Ghanaian politician (born 1962)

Otiko Afisa Djaba (born 21 January 1962) is a Ghanaian politician. Her previous engagement was the National Women's Organizer for the New Patriotic Party. She was also the former minister for Gender, Children and Social Protection.

== Early life and education ==
Djaba was born on 21 January 1962 to Henry Kojo Djaba and Rosalind Sheita Bawa at Koforidua in the Eastern Region of Ghana. She is the second of twenty-one siblings.

Djaba attended Tamale Secondary School (now Tamale Senior High School). She holds a diploma in communications and marketing from an institution in the United Kingdom. She has also had training as a computer systems analyst from a college in the United Kingdom.

== Political life ==
In 2008, Djaba contested the Bole Bamboi seat on the ticket of the NPP but lost to former president, John Dramani Mahama and later became Women's Organizer of the New Patriotic Party. She was appointed Minister for Gender, Children and Social Protection in 2017. In August 2018, she was appointed Ghana's ambassador to Italy but declined the offer.

Otiko Djaba was named the 2018 Best African Gender Minister by a Los Angeles film maker, Ms Zuriel Elisie Oduwole, who doubles as an advocate for education.

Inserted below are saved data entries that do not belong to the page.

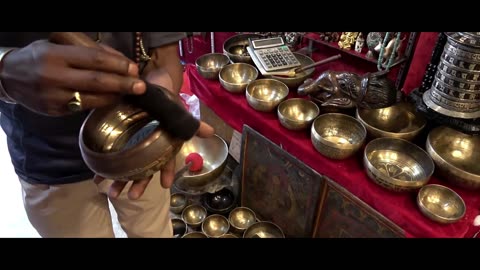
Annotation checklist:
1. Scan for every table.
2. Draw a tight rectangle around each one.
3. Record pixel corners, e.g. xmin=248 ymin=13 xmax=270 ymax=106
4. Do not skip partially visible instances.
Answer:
xmin=185 ymin=64 xmax=480 ymax=238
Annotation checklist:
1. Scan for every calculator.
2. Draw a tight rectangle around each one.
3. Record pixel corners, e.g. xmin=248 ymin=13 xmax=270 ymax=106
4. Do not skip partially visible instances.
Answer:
xmin=248 ymin=37 xmax=301 ymax=72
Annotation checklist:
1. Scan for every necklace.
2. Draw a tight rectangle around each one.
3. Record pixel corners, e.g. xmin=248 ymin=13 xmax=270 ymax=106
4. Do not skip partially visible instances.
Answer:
xmin=95 ymin=32 xmax=151 ymax=64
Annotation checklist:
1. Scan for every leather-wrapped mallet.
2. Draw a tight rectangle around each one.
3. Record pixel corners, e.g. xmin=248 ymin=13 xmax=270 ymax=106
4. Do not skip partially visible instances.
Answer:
xmin=49 ymin=32 xmax=200 ymax=141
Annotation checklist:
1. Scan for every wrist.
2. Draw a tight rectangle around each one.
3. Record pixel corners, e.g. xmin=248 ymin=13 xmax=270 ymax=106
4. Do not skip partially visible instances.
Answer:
xmin=0 ymin=47 xmax=18 ymax=104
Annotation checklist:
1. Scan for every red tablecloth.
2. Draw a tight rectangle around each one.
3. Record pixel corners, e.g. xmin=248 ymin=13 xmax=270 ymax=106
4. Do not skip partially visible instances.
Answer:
xmin=186 ymin=64 xmax=480 ymax=238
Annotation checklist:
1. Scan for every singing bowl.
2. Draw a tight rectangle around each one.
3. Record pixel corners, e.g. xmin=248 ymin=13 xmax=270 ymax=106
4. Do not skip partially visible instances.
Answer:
xmin=196 ymin=53 xmax=230 ymax=80
xmin=219 ymin=234 xmax=238 ymax=238
xmin=79 ymin=103 xmax=184 ymax=181
xmin=182 ymin=232 xmax=208 ymax=238
xmin=311 ymin=113 xmax=366 ymax=160
xmin=219 ymin=63 xmax=259 ymax=94
xmin=417 ymin=184 xmax=466 ymax=224
xmin=201 ymin=214 xmax=230 ymax=238
xmin=172 ymin=218 xmax=187 ymax=238
xmin=277 ymin=98 xmax=320 ymax=131
xmin=364 ymin=138 xmax=434 ymax=192
xmin=246 ymin=79 xmax=289 ymax=112
xmin=203 ymin=188 xmax=236 ymax=215
xmin=426 ymin=126 xmax=480 ymax=190
xmin=356 ymin=102 xmax=426 ymax=141
xmin=223 ymin=33 xmax=263 ymax=63
xmin=228 ymin=207 xmax=257 ymax=234
xmin=266 ymin=53 xmax=316 ymax=89
xmin=243 ymin=221 xmax=285 ymax=238
xmin=174 ymin=135 xmax=228 ymax=191
xmin=170 ymin=193 xmax=188 ymax=214
xmin=181 ymin=204 xmax=207 ymax=228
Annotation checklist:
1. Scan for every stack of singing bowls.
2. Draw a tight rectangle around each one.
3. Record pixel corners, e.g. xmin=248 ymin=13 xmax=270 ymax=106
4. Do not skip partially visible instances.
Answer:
xmin=423 ymin=32 xmax=480 ymax=119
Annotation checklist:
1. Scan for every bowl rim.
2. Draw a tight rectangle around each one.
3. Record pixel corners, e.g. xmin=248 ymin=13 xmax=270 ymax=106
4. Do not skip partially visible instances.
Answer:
xmin=417 ymin=184 xmax=466 ymax=222
xmin=242 ymin=221 xmax=285 ymax=238
xmin=426 ymin=126 xmax=480 ymax=180
xmin=181 ymin=204 xmax=207 ymax=226
xmin=311 ymin=113 xmax=366 ymax=150
xmin=355 ymin=103 xmax=426 ymax=137
xmin=195 ymin=53 xmax=230 ymax=71
xmin=170 ymin=192 xmax=187 ymax=207
xmin=181 ymin=232 xmax=208 ymax=238
xmin=219 ymin=63 xmax=259 ymax=86
xmin=245 ymin=78 xmax=290 ymax=103
xmin=364 ymin=137 xmax=435 ymax=187
xmin=201 ymin=214 xmax=231 ymax=237
xmin=228 ymin=207 xmax=257 ymax=230
xmin=277 ymin=98 xmax=320 ymax=123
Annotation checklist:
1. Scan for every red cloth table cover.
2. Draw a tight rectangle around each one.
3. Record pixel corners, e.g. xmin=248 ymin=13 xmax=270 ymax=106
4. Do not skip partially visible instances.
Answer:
xmin=185 ymin=64 xmax=480 ymax=238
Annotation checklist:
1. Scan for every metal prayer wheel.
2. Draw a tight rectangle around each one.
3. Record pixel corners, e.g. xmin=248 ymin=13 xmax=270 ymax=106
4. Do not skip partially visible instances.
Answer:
xmin=423 ymin=32 xmax=480 ymax=119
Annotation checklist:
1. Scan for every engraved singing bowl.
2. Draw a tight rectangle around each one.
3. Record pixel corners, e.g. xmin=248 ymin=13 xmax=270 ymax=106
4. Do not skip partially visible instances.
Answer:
xmin=364 ymin=138 xmax=434 ymax=192
xmin=79 ymin=103 xmax=184 ymax=181
xmin=277 ymin=98 xmax=320 ymax=131
xmin=219 ymin=63 xmax=259 ymax=94
xmin=245 ymin=79 xmax=289 ymax=112
xmin=356 ymin=102 xmax=426 ymax=141
xmin=201 ymin=214 xmax=230 ymax=238
xmin=228 ymin=207 xmax=257 ymax=235
xmin=195 ymin=53 xmax=230 ymax=80
xmin=172 ymin=218 xmax=187 ymax=238
xmin=170 ymin=193 xmax=188 ymax=214
xmin=181 ymin=204 xmax=208 ymax=228
xmin=173 ymin=135 xmax=228 ymax=192
xmin=417 ymin=184 xmax=466 ymax=224
xmin=426 ymin=126 xmax=480 ymax=190
xmin=223 ymin=33 xmax=263 ymax=64
xmin=243 ymin=221 xmax=285 ymax=238
xmin=182 ymin=232 xmax=208 ymax=238
xmin=311 ymin=113 xmax=366 ymax=160
xmin=266 ymin=53 xmax=316 ymax=89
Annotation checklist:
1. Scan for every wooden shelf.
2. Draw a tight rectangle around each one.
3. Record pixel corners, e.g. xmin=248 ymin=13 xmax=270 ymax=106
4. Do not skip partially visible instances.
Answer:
xmin=303 ymin=34 xmax=407 ymax=69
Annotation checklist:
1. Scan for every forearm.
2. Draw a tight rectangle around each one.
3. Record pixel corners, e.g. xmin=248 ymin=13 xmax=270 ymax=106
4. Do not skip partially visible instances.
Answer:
xmin=142 ymin=43 xmax=183 ymax=94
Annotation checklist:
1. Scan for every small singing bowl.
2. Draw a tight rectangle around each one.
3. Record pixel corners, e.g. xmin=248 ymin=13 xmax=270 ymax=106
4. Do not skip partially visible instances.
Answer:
xmin=182 ymin=232 xmax=208 ymax=238
xmin=311 ymin=113 xmax=366 ymax=160
xmin=364 ymin=138 xmax=435 ymax=192
xmin=277 ymin=98 xmax=320 ymax=131
xmin=228 ymin=207 xmax=257 ymax=234
xmin=246 ymin=79 xmax=289 ymax=112
xmin=196 ymin=53 xmax=230 ymax=80
xmin=417 ymin=184 xmax=466 ymax=224
xmin=223 ymin=33 xmax=263 ymax=63
xmin=426 ymin=126 xmax=480 ymax=190
xmin=174 ymin=135 xmax=228 ymax=192
xmin=356 ymin=102 xmax=426 ymax=141
xmin=266 ymin=53 xmax=316 ymax=89
xmin=201 ymin=214 xmax=230 ymax=238
xmin=203 ymin=188 xmax=236 ymax=215
xmin=243 ymin=221 xmax=285 ymax=238
xmin=172 ymin=218 xmax=187 ymax=238
xmin=219 ymin=234 xmax=238 ymax=238
xmin=170 ymin=193 xmax=188 ymax=214
xmin=79 ymin=102 xmax=184 ymax=181
xmin=181 ymin=204 xmax=207 ymax=228
xmin=219 ymin=63 xmax=259 ymax=94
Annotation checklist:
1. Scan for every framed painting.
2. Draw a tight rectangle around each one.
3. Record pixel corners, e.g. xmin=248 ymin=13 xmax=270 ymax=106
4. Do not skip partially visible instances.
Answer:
xmin=239 ymin=125 xmax=325 ymax=237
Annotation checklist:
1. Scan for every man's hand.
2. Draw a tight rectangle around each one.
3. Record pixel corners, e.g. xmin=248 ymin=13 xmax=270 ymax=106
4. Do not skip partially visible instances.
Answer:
xmin=0 ymin=40 xmax=146 ymax=116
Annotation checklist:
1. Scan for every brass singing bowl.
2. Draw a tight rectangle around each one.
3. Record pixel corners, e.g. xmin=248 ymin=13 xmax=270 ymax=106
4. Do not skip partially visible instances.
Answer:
xmin=356 ymin=102 xmax=426 ymax=141
xmin=196 ymin=53 xmax=230 ymax=80
xmin=246 ymin=79 xmax=289 ymax=112
xmin=174 ymin=135 xmax=228 ymax=192
xmin=79 ymin=103 xmax=184 ymax=181
xmin=182 ymin=204 xmax=208 ymax=228
xmin=223 ymin=33 xmax=263 ymax=63
xmin=228 ymin=207 xmax=257 ymax=234
xmin=182 ymin=232 xmax=208 ymax=238
xmin=311 ymin=113 xmax=366 ymax=160
xmin=219 ymin=234 xmax=238 ymax=238
xmin=364 ymin=138 xmax=434 ymax=192
xmin=172 ymin=218 xmax=187 ymax=238
xmin=426 ymin=126 xmax=480 ymax=190
xmin=203 ymin=188 xmax=236 ymax=215
xmin=417 ymin=184 xmax=466 ymax=224
xmin=266 ymin=53 xmax=316 ymax=89
xmin=201 ymin=214 xmax=230 ymax=238
xmin=277 ymin=98 xmax=320 ymax=131
xmin=219 ymin=63 xmax=259 ymax=94
xmin=170 ymin=193 xmax=188 ymax=214
xmin=243 ymin=221 xmax=285 ymax=238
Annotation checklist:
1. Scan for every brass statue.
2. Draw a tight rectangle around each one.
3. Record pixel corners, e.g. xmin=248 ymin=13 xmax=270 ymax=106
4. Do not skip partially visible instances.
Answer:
xmin=297 ymin=70 xmax=399 ymax=109
xmin=338 ymin=32 xmax=360 ymax=50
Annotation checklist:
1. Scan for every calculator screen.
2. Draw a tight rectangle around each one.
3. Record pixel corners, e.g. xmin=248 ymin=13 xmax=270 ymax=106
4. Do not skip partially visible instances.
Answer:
xmin=251 ymin=37 xmax=284 ymax=49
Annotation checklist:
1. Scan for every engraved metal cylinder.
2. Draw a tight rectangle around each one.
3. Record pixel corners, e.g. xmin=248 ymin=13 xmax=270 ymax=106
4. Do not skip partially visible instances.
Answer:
xmin=423 ymin=32 xmax=480 ymax=119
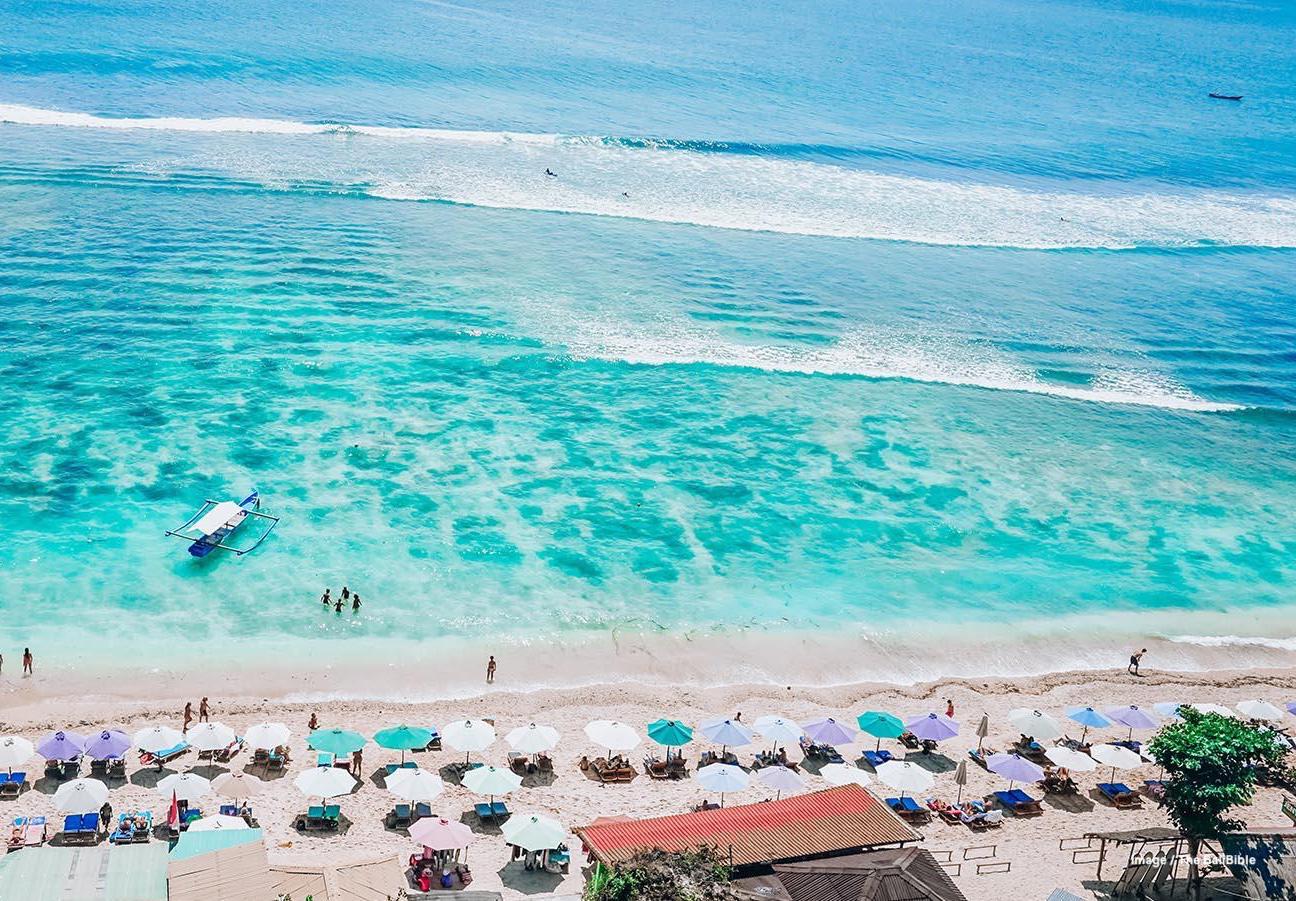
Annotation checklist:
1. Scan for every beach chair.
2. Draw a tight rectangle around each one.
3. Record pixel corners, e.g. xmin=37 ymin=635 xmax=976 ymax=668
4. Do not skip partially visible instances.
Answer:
xmin=60 ymin=759 xmax=80 ymax=780
xmin=109 ymin=814 xmax=134 ymax=844
xmin=0 ymin=773 xmax=23 ymax=799
xmin=1098 ymin=782 xmax=1143 ymax=809
xmin=90 ymin=759 xmax=109 ymax=778
xmin=475 ymin=802 xmax=494 ymax=821
xmin=898 ymin=731 xmax=920 ymax=750
xmin=886 ymin=796 xmax=930 ymax=824
xmin=317 ymin=752 xmax=336 ymax=768
xmin=323 ymin=805 xmax=340 ymax=825
xmin=1142 ymin=780 xmax=1167 ymax=804
xmin=267 ymin=747 xmax=287 ymax=773
xmin=537 ymin=752 xmax=554 ymax=774
xmin=214 ymin=739 xmax=242 ymax=763
xmin=252 ymin=748 xmax=270 ymax=768
xmin=861 ymin=749 xmax=893 ymax=769
xmin=491 ymin=801 xmax=509 ymax=818
xmin=424 ymin=730 xmax=442 ymax=752
xmin=387 ymin=804 xmax=413 ymax=829
xmin=644 ymin=756 xmax=671 ymax=780
xmin=926 ymin=799 xmax=963 ymax=826
xmin=219 ymin=804 xmax=238 ymax=817
xmin=967 ymin=747 xmax=997 ymax=769
xmin=993 ymin=789 xmax=1043 ymax=816
xmin=414 ymin=802 xmax=432 ymax=820
xmin=108 ymin=758 xmax=126 ymax=780
xmin=43 ymin=759 xmax=61 ymax=779
xmin=62 ymin=813 xmax=97 ymax=845
xmin=132 ymin=812 xmax=152 ymax=843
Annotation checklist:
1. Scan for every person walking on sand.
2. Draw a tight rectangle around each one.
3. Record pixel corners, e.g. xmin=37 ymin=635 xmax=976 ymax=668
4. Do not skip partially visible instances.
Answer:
xmin=199 ymin=697 xmax=210 ymax=722
xmin=321 ymin=588 xmax=331 ymax=608
xmin=182 ymin=701 xmax=194 ymax=733
xmin=352 ymin=592 xmax=361 ymax=613
xmin=945 ymin=698 xmax=955 ymax=719
xmin=486 ymin=655 xmax=496 ymax=684
xmin=1128 ymin=648 xmax=1147 ymax=676
xmin=22 ymin=648 xmax=32 ymax=675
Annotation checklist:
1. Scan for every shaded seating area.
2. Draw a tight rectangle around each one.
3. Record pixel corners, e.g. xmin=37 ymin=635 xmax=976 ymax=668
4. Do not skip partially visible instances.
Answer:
xmin=799 ymin=737 xmax=844 ymax=763
xmin=60 ymin=814 xmax=101 ymax=845
xmin=861 ymin=749 xmax=894 ymax=769
xmin=992 ymin=788 xmax=1043 ymax=816
xmin=139 ymin=743 xmax=188 ymax=769
xmin=1098 ymin=782 xmax=1144 ymax=809
xmin=475 ymin=800 xmax=510 ymax=822
xmin=583 ymin=755 xmax=636 ymax=783
xmin=294 ymin=804 xmax=341 ymax=832
xmin=885 ymin=796 xmax=931 ymax=824
xmin=0 ymin=772 xmax=26 ymax=798
xmin=108 ymin=811 xmax=152 ymax=844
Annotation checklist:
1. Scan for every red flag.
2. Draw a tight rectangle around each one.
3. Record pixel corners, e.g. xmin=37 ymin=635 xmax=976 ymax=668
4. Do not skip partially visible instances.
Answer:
xmin=167 ymin=790 xmax=179 ymax=829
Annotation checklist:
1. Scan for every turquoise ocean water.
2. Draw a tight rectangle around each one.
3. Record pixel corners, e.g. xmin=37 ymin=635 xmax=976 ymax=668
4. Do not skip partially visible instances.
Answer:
xmin=2 ymin=0 xmax=1296 ymax=680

===Opposition to ministerial position===

Minority legislators walked out of a voting process to approve Djaba's appointment as Gender, Children and Social Protection minister collectively stating that "they believe her temperament and attitude does not give [them] assurance that she will be able to better manage the affairs of Ghanaian children and women". Prior to the 2016 general election in Ghana, Djaba had called on her Gonja tribes-people to vote John Mahama out because he has not being faithful to them, describing him at a political rally in 2016 as “very wicked, incompetent and desperate". She maintained that her comments were non-provocative and that she did "not owe anybody an apology", continuing to insist on her use of the same language to describe the former president. Two other concerns were also raised by the opposition legislators: the first was about her violation of The Ghana National Service Scheme Act 426 section 7 which mandates all university graduates do a compulsory one year national service to the country before taking public office. The second was around her reiterating the assertion that Charlotte Osei offered sexual favors to Mahama in exchange for her position as Electoral Commission of Ghana chairperson.

Despite opposition members walking out of the secret ballot, Djaba obtained 152 favorable votes in excess of the 50% required to secure her the position.

Madam Otiko Afisa Djaba now hosts a Television Programme on TV3 dubbed "Let's Talk Ability".

== Personal life ==
Otiko is the elder sister of former Deputy Transport Minister Joyce Bawah Mogtari.